Il punteggio è determinato da due parametri in particolare: le condizioni ambientali e le infrastrutture tecnologiche. Due fattori su cui l’Italia non si comporta esattamente da campione. Per condizioni ambientali si intendono il clima politico, il regime fiscale, le agevolazioni alle nuove imprese, ecc.

I ricercatori del settimanale Economist sono stati comunque severi con tutti: nessuno ha ottenuto il massimo dei voti e solo il 48% dei paesi ha raggiunto la sufficienza. L’Italia supera in Europa solo Spagna e Portogallo e in testa alla classifica si posizionano ovviamente i paesi della Scandinavia, campioni europei in termini di connettività.

Vincitori della “gara” ovviamente gli Stati Uniti (8,8 punti) dove sia le condizioni ambientali sia le infrastrutture di rete sono sicuramente elementi di supporto decisivo allo sviluppo del business on line. Stupisce la posizione del Giappone che ha ottenuto solo una ventunesima posizione, in coda all’Italia.

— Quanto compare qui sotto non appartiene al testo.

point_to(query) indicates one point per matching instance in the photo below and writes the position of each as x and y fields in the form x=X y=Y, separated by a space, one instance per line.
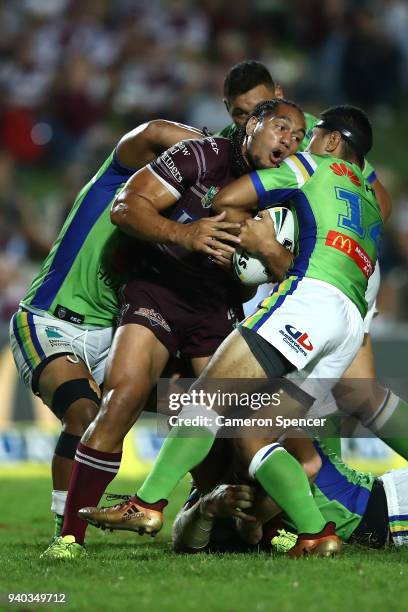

Dopo Svezia, Finlandia e Norvegia, troviamo l’Olanda che batte la Gran Bretagna e il Canada. La Svizzera ottiene un decimo posto e seguono l’Irlanda, la Danimarca, la Germania, la Francia, il Belgio e l’Austria per poi giungere, come dicevamo, all’Italia.

Le graduatorie di questo tipo, quando elaborate da fonti autorevoli, non sono solo operazioni giornalistiche, ma, al contrario, forniscono indicazioni molto preziose per gli imprenditori che debbono scegliere nuove sedi per il loro business e individuare nuovi mercati su cui investire.